Feverfew is an herb with anti-inflammatory properties. Research studies have yielded mixed verdicts as to its efficacy for migraines. Some clinical trials have suggested efficacy of the native herb or its extracts in preventing or aborting migraines, while others have yielded inconclusive results, perhaps due to variations in preparations tested.²⁰ However, a recent randomized, double-blind, multicenter, parallel-group study found that a fever few extract (6.25 mg TID) decreased migraine attacks by 40%, compared with a 27% reduction for placebo (P = .05).²¹

Nutritional Considerations

Nutritional approaches to migraine can be particularly attractive when treating pregnant women, where pharmacologic interventions are generally contraindicated.

Foods containing tyramine and other biogenic amines have long been suspected of triggering migraine.
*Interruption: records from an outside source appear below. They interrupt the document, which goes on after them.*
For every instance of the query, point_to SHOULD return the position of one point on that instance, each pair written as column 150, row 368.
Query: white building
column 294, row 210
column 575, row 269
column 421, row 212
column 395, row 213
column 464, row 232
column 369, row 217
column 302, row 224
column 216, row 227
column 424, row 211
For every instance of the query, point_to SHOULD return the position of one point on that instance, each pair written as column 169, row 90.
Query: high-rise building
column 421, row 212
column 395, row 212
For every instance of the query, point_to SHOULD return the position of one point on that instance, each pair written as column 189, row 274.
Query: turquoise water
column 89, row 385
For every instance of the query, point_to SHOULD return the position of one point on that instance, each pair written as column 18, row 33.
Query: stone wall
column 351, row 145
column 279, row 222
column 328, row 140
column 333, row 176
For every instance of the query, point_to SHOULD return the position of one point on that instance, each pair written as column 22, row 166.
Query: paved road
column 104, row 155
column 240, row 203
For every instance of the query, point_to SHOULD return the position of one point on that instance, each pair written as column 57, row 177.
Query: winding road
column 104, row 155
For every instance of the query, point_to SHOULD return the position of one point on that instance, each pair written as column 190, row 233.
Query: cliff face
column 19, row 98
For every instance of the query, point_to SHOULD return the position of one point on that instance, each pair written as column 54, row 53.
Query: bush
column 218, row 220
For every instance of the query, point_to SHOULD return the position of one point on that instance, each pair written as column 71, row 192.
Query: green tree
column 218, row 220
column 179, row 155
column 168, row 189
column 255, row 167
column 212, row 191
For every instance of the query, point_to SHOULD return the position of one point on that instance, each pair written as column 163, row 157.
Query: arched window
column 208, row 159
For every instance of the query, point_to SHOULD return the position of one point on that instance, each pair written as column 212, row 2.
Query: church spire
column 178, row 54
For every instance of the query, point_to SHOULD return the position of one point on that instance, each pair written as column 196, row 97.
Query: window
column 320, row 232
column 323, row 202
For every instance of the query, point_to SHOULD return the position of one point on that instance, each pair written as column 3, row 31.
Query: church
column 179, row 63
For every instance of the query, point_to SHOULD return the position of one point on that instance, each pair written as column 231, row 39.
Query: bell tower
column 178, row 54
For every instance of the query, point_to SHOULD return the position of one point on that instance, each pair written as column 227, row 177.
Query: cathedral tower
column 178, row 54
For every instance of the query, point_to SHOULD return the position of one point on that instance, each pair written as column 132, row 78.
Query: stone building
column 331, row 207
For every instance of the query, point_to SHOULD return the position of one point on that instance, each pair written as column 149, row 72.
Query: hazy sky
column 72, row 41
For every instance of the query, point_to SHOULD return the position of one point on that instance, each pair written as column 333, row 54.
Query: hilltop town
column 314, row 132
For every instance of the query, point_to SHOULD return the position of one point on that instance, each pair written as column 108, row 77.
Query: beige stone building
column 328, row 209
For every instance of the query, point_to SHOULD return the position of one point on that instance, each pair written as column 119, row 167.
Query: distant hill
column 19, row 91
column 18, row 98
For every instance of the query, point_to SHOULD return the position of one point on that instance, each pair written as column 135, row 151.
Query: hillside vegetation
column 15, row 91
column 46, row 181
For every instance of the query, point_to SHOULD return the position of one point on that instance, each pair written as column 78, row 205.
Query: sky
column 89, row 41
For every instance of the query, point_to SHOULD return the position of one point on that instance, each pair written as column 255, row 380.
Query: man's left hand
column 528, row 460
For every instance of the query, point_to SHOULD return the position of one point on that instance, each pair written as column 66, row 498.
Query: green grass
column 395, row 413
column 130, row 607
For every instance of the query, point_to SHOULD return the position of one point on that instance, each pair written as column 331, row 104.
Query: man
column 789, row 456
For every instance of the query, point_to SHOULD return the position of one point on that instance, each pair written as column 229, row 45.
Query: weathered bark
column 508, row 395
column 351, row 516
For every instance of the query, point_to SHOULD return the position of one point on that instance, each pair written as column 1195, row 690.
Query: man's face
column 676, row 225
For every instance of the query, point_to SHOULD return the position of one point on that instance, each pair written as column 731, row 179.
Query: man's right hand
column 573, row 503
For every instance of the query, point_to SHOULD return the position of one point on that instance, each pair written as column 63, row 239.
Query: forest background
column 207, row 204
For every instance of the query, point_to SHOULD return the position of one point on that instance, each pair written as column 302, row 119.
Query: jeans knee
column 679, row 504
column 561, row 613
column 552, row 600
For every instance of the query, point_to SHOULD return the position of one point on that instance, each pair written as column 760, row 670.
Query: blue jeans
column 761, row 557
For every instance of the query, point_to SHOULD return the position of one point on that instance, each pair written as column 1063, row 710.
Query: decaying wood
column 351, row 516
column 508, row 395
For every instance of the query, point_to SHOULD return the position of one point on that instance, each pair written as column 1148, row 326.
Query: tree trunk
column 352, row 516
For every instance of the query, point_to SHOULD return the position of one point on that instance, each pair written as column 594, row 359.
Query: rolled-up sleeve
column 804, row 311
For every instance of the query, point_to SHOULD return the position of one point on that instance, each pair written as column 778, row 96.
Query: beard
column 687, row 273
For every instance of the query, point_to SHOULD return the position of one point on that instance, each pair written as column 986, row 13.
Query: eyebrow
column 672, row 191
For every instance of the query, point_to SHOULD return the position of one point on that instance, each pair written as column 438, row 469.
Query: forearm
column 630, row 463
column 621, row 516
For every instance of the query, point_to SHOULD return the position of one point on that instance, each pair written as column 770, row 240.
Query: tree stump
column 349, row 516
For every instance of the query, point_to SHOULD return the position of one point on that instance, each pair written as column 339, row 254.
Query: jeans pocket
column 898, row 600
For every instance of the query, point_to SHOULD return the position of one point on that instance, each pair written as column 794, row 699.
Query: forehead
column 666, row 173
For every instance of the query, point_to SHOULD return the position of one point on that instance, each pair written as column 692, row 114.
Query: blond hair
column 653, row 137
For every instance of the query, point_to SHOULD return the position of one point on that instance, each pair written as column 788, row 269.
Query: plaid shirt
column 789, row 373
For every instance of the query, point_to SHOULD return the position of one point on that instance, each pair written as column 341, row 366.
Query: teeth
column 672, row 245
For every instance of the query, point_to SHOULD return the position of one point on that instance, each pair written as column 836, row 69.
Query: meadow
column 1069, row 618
Although a review of randomized, double-blind, placebo-controlled studies failed to establish these as a cause of either headache or migraine,²² other studies (see below) indicate that dietary treatment may still be helpful for preventing migraine in certain individuals. Additional controlled clinical trials are required to firmly establish a role for diet in the causation or prevention of migraine; nevertheless, dietary treatment may be considered first as a low-cost, low-risk treatment before medication is used or in patients who either do not respond to or tolerate medication well.

Avoidance of foods found to trigger migraine can reduce or eliminate headache in approximately 20% to 50% of patients.^23,24 Foods commonly identified as migraine triggers include (in order of importance): dairy products (eg, cheese), chocolate, eggs, citrus fruits, meat, wheat, nuts and peanuts, tomatoes, onions, corn, apples, and bananas.²⁵ Tyramine- and phenylalanine-containing foods, such as aged cheese, beer, and red wine, have also been implicated in migraine.^24,25 Although evidence is limited, dietary treatment of pediatric migraine with an allergen-free diet was effective in over 90% of subjects.²⁶ Elimination of certain food additives, including MSG, aspartame, and sodium nitrate, may also be helpful.^27,28

To identify trigger foods, an elimination diet may be conducted on an outpatient basis if the patient can control his or her diet for several weeks.

The procedure is as follows: Start with a baseline diet including only those foods not implicated in migraine:

1. Brown rice.
2. Cooked or dried fruits, other than citrus fruits (cherries, cranberries, pears, prunes).
3. Cooked green, yellow, and orange vegetables (artichokes, asparagus, broccoli, chard, collards, lettuce, spinach, string beans, squash, sweet potatoes, tapioca, and taro).
4. Plain or carbonated water.
5. Condiments (modest amounts of salt, maple syrup, and vanilla extract).

Wean from caffeine-containing beverages gradually, or avoid caffeine if not habitually consumed.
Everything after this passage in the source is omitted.